Clearly the novel is political - it's about how hateful the Christian right can be, and how important it is to guard against freedom of speech, freedom of expression and (of course) freedom to read books. The Borrower sets the children's books Ian is denied up in direct contrast to the book he is allowed to read, the Bible. Lucy envisions reading widely and freely as Ian's eventual salvation from narrow-minded bigotry:
I believed Ian would get his books, as surely as any addict will get his drug. He would bribe his babysitter, he'd sneak out of the house at night and smash the library window. He'd sell his own guinea pig for book money. He would read under his tented comforter with a penlight. He'd hollow out his mattress and fill it with paperbacks. They could lock him in the house, but they could never convince him that the world wasn't a bigger place than that. They'd wonder why they couldn't break him. They'd wonder why he smiled when they sent him to this room. I believed that books might save him because I knew they had so far, and because I knew the people books had saved.

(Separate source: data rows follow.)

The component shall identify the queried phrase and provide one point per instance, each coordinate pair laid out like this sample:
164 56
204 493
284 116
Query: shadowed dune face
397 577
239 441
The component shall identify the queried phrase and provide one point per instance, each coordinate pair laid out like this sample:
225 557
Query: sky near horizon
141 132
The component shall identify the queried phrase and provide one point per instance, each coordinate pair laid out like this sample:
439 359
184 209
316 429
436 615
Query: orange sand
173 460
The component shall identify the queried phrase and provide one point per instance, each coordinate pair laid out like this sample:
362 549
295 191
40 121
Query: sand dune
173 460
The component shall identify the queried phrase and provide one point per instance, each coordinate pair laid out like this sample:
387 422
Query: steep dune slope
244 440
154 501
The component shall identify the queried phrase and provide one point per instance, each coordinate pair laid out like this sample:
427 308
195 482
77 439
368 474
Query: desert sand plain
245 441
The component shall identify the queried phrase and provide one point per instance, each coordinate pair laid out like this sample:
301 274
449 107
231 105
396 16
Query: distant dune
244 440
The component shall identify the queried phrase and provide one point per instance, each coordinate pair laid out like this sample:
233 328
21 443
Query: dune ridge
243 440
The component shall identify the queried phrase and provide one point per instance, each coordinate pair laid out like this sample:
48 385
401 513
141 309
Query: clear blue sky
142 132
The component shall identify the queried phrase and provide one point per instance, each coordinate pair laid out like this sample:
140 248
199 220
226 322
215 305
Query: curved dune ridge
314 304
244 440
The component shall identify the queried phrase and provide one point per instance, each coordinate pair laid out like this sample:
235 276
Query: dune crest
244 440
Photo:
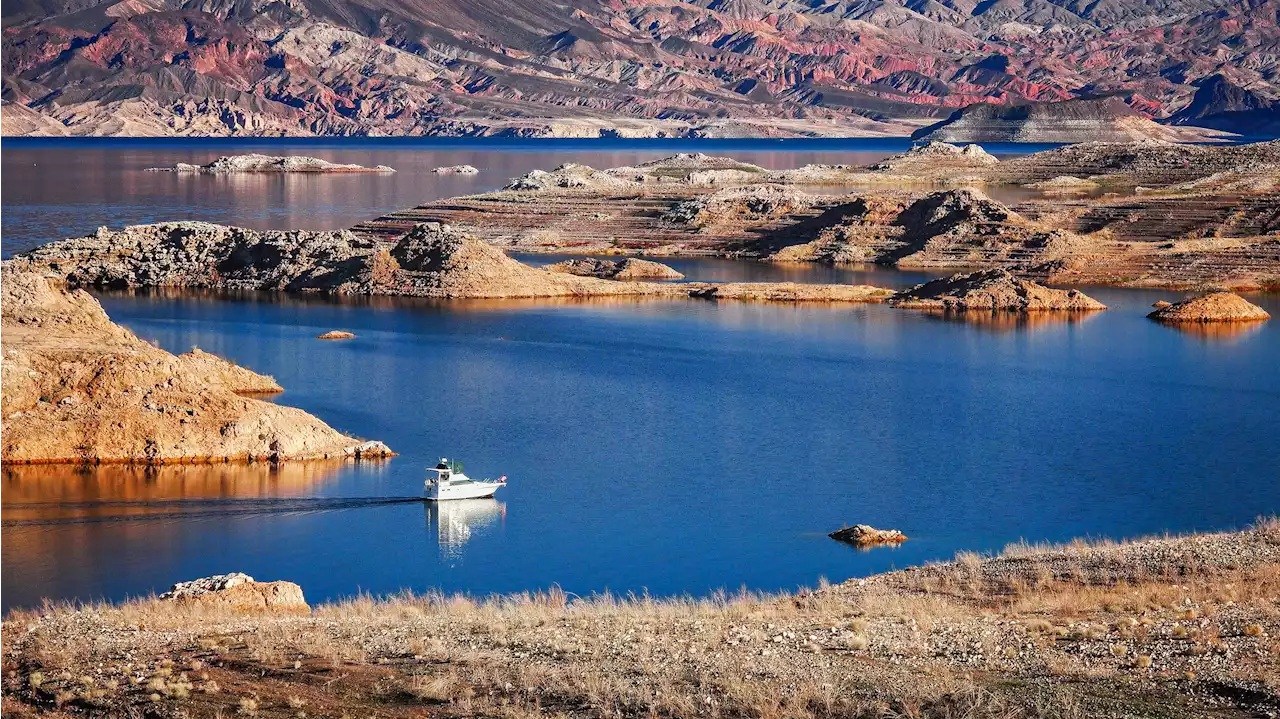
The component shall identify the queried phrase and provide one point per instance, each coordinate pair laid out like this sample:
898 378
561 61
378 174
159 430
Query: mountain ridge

It's all very Jeanette Winterson; and I too believe that books save people. But for me the polemic is too close to the surface of the novel, and becomes especially overwrought in the cutesy epilogue.
I've since heard that The Borrower owes a lot to The Giant's House by Elizabeth McCracken, and that the latter is the better book. It's in one of our branch libraries at the moment and I'm calling it in to compare and contrast.